Chahid 06/12/2007 19:20

Bonsoir SarahJ’ai trouvé particulièrement insolentes les insanités de BHL et de son clan au lendemain de la mort de Pierre Bourdieu, qui reste quand même très lu et respecté au Maghreb. Bourdieu qui n’aimait pas le « spectacle », le « show » de la télévision, s’est fait beaucoup d’« ennemis » qui ne sont finalement que pur et pire produit de ce même show médiatique.

Sarah 05/12/2007 21:52

Bonsoir,à Chahid: mon opinion sur Bourdieu est plutôt bonne. J'ai lu et lis toujours ses écrits ainsi que ceux de ses "disciples". Malheureusement, il a comme tous les grands esprits des détracteurs, "aux indignations pathétiques à la Finkielkraut" (cette expression est de lui. Elle m'avait marqué en lisant son ouvrage Sur la télévision). Parmi eux, ceux qui m'exaspèrent le plus sont ses "collègues" sociologues. Je me souviens d'une prof de sociologie politique, qui ne cachait pas sa haine à l'égard de Bourdieu et qui, après avoir fait un exposé d'une malhonnêteté intellectuelle inouïe sur son oeuvre, passe à la critique en disant: "Bourdieu était un être complexé.
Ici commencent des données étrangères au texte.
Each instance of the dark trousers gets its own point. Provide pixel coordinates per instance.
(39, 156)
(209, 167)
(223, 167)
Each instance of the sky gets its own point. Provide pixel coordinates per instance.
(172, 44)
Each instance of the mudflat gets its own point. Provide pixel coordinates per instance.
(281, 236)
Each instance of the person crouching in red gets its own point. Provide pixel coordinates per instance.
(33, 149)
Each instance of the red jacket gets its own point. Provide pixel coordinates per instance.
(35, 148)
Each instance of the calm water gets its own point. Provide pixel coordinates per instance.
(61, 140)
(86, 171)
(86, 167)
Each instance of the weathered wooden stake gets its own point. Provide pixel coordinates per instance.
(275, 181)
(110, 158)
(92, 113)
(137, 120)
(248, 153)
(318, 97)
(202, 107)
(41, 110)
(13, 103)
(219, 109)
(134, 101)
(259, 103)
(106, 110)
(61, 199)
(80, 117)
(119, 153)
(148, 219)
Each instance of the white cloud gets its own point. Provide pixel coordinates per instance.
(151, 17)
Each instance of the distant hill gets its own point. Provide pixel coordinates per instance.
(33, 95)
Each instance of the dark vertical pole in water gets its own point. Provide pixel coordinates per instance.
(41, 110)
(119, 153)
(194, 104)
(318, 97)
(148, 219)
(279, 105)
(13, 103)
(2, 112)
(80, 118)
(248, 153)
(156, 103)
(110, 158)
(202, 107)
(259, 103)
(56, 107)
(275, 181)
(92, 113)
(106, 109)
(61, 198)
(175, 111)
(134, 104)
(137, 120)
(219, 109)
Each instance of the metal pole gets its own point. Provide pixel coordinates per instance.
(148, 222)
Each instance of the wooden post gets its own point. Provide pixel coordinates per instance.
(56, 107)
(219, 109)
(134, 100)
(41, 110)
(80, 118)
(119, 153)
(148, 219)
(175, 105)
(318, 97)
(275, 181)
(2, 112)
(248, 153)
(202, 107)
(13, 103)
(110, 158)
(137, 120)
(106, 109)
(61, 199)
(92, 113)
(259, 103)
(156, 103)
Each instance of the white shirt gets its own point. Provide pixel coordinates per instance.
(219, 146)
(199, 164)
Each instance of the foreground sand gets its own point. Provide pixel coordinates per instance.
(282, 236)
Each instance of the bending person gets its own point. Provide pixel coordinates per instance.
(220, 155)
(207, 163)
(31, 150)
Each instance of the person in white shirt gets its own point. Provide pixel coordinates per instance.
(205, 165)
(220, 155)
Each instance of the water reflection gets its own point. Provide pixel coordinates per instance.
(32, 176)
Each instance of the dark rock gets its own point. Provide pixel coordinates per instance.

Issu d'un milieu modeste, il a pris sa revanche en écrivant des ouvrages illisibles, lui qui pourtant critiquait le champ universitaire"... Sans commentaires!Dans ma fac pourtant réputée pour son enseignement en sc sociales, on étudie très très rarement Bourdieu dans le texte. En même temps, il n'est pas le seul a avoir été oublié. Il est quand même alarmant qu'un étudiant en sociologie digne de ce nom ne connaisse pas ... Ibn Khaldoun? En France, non.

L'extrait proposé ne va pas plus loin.